Jim Lehrers show would also do well on cable or free to air

And your evidence for this is?

His audience numbers, N.

At PBS, the audience for the NewsHour With Jim Lehrer continued to show somewhat more stability than the commercial networks, but also some weakness.21

The NewsHour, an hour-long broadcast that began in 1983 and now seen each weekday on more than 300 PBS stations, attracted approximately 2.2 million viewers a night during the 2006-07 season, according to data from the NewsHour research department. That number remains unchanged from the previous season.

With 2 million people watching, although not big, would easily get him a slot on cable.

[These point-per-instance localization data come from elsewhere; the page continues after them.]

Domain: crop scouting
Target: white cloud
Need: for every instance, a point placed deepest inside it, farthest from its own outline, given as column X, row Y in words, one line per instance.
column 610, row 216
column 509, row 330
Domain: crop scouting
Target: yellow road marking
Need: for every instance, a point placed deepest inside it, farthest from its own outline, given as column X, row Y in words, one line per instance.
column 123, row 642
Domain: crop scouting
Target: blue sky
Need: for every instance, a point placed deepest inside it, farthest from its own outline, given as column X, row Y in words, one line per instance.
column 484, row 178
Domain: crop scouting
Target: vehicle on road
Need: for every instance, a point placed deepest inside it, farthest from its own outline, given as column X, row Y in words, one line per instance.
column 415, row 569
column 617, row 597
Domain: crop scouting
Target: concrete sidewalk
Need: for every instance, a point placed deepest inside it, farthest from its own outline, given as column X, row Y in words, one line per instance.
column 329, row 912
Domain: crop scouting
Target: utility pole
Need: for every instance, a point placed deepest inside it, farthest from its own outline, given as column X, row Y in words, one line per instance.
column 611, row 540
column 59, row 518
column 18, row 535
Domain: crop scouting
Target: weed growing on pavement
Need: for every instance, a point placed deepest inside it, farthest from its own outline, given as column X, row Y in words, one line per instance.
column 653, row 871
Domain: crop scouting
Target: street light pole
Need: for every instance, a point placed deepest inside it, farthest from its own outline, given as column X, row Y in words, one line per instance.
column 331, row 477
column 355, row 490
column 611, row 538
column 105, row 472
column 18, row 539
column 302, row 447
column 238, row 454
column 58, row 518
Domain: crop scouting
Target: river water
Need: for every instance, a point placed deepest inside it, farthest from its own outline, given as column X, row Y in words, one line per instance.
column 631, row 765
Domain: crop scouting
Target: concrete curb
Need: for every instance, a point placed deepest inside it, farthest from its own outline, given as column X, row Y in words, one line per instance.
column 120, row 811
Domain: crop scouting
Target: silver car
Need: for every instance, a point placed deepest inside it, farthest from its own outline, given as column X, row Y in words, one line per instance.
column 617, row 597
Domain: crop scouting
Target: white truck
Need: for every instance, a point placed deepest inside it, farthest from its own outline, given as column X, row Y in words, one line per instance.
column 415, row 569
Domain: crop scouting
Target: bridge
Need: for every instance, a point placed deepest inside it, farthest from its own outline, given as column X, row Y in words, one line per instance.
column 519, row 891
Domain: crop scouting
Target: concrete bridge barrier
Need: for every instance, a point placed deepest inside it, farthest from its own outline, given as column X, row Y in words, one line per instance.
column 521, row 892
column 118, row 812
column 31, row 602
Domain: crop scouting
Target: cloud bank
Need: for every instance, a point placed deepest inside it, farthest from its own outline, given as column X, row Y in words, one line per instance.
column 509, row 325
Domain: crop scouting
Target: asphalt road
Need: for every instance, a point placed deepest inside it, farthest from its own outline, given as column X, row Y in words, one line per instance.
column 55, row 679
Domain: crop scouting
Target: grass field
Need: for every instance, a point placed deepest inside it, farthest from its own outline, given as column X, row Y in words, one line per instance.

And while for you it may go without saying that the state shouldnt be putting a cent towards any programming, for me it would go without saying that stations who rely on funding from advertising cant be trusted to provide decent quality, objective news.

So you don’ read any papers then? And you shouldn’t be reading this blog because it carries advertising.

State-funded channels in Western democracies are generally freely critical of the entity that funds them – the same cannot be said of commercial stations.

Yea, especially here…. from a green party perspective :-)

rog
rog
16 years ago

Its easy enough to check on McCain and the bill

NPOV
NPOV
16 years ago

JC, papers don’t rely solely on advertising, the advertising they do rely on is generally more varied, and they have a market that is to a significant extent based on their reputation for decent journalism.
But as it is, no, I often don’t trust newspapers to provide objective stories on their major advertising sectors. For instance, more than once it’s been fairly obvious that stories in The Age go out of their way not to offend the automobile and property industries too much.

And if the was the slightest evidence that were the Green Party to somehow get itself into power and the ABC was clearly not showing the same level of criticism towards its policies and governance as it has to the ALP or Liberal parties, then I would be first person to write in and complain. It would also be pretty close to a recipe for making itself irrelevant.